Major weather-related outages have increased in recent decades, and research shows extreme weather events will occur with more intensity and frequency in the future.
But power providers do not necessarily have to report storm-related outages, leaving customers with an incomplete picture of system reliability and potentially limiting efforts to improve it, researchers concluded in a paper published in the journal Risk Analysis.
“Is a power outage due to a . . . weather event any less disruptive to a customer than an outage due to a technical failure of a substation? We would argue no,” says lead author Roshanak Nateghi, a postdoctoral fellow in environmental engineering at Johns Hopkins University.
“A lost-power event is a lost-power event if you are a customer. . . . Utilities need to ensure that appropriate measures are taken to protect their systems and mitigate the impacts of disasters.”
What’s the definition of ‘reliability’?
Because the nation relies so heavily on its electric grids, the researchers wanted to evaluate the standards enacted to measure their reliability. They found there are no national laws or regulations establishing acceptable frequency and duration of outages for power distribution systems; that’s left to individual states.
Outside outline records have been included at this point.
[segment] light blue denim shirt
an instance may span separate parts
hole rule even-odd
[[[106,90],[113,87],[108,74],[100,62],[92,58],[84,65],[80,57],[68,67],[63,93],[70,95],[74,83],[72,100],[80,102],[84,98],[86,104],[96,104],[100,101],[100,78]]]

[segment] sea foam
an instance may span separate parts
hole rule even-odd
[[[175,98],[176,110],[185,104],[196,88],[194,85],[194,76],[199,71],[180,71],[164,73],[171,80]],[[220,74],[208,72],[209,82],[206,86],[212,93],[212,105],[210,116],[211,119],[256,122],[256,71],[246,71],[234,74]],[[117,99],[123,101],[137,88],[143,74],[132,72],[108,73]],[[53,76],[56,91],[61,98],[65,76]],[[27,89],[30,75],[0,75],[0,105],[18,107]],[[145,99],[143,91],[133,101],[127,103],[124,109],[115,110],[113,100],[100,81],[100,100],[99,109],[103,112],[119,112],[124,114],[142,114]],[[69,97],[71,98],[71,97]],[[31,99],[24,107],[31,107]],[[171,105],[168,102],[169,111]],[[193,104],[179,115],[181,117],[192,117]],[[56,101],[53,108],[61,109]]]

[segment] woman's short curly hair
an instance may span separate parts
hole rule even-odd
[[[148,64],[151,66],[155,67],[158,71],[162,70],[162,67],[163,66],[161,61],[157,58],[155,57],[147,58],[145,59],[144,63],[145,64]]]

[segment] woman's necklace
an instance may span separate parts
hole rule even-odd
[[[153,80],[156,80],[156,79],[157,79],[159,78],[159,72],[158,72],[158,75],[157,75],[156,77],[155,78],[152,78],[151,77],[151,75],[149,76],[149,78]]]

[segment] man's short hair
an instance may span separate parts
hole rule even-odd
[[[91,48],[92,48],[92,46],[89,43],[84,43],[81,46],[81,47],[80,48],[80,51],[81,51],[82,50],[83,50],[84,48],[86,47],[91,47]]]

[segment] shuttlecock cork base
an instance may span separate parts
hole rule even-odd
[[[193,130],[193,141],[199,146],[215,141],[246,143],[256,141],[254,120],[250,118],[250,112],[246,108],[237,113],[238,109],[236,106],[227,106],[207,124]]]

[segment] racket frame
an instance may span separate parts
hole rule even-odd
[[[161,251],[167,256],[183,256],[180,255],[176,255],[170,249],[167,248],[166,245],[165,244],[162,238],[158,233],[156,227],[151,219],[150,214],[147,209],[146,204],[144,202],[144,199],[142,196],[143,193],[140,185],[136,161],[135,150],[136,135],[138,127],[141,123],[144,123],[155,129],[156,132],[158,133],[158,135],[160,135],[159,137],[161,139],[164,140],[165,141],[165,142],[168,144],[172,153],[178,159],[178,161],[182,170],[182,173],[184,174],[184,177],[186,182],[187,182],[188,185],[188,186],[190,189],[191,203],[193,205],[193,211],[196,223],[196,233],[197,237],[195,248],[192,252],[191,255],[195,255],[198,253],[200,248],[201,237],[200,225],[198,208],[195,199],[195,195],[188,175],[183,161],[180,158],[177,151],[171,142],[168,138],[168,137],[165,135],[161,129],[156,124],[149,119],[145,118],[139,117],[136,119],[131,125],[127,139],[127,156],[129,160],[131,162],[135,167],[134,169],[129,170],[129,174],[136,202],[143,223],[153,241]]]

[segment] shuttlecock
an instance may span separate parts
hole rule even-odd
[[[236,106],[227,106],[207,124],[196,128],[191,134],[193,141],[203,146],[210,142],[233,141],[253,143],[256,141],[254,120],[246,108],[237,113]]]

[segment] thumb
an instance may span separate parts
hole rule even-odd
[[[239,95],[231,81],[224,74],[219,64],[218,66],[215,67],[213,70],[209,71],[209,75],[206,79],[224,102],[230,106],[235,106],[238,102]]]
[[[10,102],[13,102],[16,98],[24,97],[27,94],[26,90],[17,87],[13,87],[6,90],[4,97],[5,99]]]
And the states, they found, didn’t even agree on the definition of “reliability.”
The researchers found several key problems with this mishmash of standards.
First, in assessing a utility’s reliability, regulators typically do not count power outages caused by major storms, like Hurricane Sandy or the derecho that hit the Northeast in 2012 and caused millions to lose power.
If storm-related outages aren’t counted, even if severe, a utility has a reduced incentive to upgrade infrastructure to prepare for future bad weather, the analysts argue.
Second, many utilities only report regional outage averages; that can mask what’s really happening with outages in certain areas. A region’s average might look good, even if there are pockets of consistently poor service, which is common in rural areas.
Lastly, no one was regulating vegetation maintenance, although downed trees are the second-leading cause of power outages.
The researchers concluded that existing standards don’t provide a sufficient incentive for utilities to ensure reliable service for customers, particularly during major storms.
“When the power goes off during a storm, a power company might get grief but in the end, people forget and we go back to business as usual,” Nateghi says. “If the appropriate reliability standards for handling the impacts of extreme events are not put in place, we may face a more highly stressed grid in the future.”
The research team also included Seth D. Guikema, an associate professor of geography and environmental engineering, and two former Johns Hopkins graduate students. Funding for the research came from the National Science Foundation and the US Department of Energy.